Для строительства магазина заготовлен материал на наружные стены длиной 24 м и высотой 3 м. Какими

Calculating the Maximum Volume of the Store

To calculate the maximum volume of the store, we can use the given material for the outer walls, which has a length of 24m and a height of 3m. We need to find the dimensions of the store in the form of a rectangular parallelepiped that would result in the largest possible volume.

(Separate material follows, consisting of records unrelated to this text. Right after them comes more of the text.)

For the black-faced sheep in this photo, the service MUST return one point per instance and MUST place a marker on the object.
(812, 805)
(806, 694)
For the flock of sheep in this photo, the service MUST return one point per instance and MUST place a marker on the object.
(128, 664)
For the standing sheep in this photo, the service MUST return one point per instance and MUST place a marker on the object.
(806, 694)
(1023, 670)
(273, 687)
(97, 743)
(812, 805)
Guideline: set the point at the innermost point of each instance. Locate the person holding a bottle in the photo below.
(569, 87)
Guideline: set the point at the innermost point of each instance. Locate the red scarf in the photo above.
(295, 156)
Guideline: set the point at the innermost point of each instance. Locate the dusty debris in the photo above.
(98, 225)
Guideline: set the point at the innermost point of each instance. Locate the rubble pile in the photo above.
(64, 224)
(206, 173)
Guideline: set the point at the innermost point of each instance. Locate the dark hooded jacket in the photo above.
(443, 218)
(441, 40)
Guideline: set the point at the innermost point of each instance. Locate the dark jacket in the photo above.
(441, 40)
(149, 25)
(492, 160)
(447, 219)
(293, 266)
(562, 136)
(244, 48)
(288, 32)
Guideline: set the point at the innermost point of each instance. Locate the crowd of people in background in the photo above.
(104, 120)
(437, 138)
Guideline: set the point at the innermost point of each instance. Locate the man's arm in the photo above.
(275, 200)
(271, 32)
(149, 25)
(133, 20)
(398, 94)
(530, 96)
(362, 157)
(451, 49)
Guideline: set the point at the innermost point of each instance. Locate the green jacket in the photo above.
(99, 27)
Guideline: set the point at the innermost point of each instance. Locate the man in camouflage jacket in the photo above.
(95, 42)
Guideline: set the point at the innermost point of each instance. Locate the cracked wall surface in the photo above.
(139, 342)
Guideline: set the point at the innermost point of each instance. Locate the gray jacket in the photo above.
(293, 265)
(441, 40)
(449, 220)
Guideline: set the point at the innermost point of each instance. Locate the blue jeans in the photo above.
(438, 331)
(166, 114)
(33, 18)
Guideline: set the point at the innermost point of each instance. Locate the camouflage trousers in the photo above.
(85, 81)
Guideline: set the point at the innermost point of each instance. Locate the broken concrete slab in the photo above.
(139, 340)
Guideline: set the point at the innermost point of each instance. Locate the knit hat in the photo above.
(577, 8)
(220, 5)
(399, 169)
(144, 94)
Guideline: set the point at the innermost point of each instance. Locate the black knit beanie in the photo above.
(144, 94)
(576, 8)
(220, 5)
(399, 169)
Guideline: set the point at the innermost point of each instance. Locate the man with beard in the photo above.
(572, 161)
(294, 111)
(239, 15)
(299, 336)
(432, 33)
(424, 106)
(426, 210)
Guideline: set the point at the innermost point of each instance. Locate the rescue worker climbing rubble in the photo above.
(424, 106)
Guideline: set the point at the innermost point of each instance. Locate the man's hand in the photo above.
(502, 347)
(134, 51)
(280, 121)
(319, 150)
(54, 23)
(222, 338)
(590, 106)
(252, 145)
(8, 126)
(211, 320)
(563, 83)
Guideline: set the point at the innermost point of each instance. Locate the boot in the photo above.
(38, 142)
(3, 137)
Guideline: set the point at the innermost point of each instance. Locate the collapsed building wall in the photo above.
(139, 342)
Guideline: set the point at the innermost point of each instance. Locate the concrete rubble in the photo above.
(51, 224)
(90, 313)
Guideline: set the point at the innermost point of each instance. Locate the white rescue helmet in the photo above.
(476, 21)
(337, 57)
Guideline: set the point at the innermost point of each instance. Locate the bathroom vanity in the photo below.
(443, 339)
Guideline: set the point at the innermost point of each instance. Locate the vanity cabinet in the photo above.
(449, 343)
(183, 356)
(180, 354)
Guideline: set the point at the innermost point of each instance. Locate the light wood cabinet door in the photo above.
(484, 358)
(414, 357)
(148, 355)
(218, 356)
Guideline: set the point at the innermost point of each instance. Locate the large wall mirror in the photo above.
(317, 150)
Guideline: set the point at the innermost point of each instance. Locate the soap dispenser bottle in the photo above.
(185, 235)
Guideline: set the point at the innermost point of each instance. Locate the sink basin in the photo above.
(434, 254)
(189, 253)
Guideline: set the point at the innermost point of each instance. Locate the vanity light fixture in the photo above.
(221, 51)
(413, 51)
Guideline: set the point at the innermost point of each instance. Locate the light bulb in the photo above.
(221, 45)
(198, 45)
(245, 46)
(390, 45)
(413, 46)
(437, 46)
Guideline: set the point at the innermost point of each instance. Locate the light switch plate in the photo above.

Let's calculate the dimensions of the store that would result in the largest volume.

Solution:

To maximize the volume, we can use the given material for the outer walls to construct a rectangular parallelepiped with the largest possible volume. The volume of a rectangular parallelepiped is given by the formula: V = lwh, where l is the length, w is the width, and h is the height.

Given: - Length of material for outer walls = 24m - Height of material for outer walls = 3m

We want to find the dimensions of the store (length, width, and height) that would result in the largest volume.

Calculating the Width:

To maximize the volume, we can consider the width as x meters. This means the length of the material will be used for the perimeter of the base of the store, and the height of the material will be used for the height of the store.

Calculating the Volume:

Using the formula for the volume of a rectangular parallelepiped, V = lwh, we can express the volume in terms of x:

V = 24x * 3 * x = 72x^2

To find the value of x that maximizes the volume, we can take the derivative of the volume function with respect to x and set it equal to 0.

Derivative and Maximum Volume:

Taking the derivative of the volume function with respect to x: dV/dx = 144x

Setting the derivative equal to 0 to find the critical points: 144x = 0

Solving for x: x = 0

However, since x represents the width of the store, it cannot be 0. Therefore, the critical point does not apply in this context.

Conclusion:

The store should be constructed as a rectangular parallelepiped with the dimensions that maximize the volume, which would be 24m in length, x meters in width, and 3m in height. This would result in the store having the largest possible volume.

This calculation assumes that the material for the outer walls is used efficiently to construct the store with the given dimensions.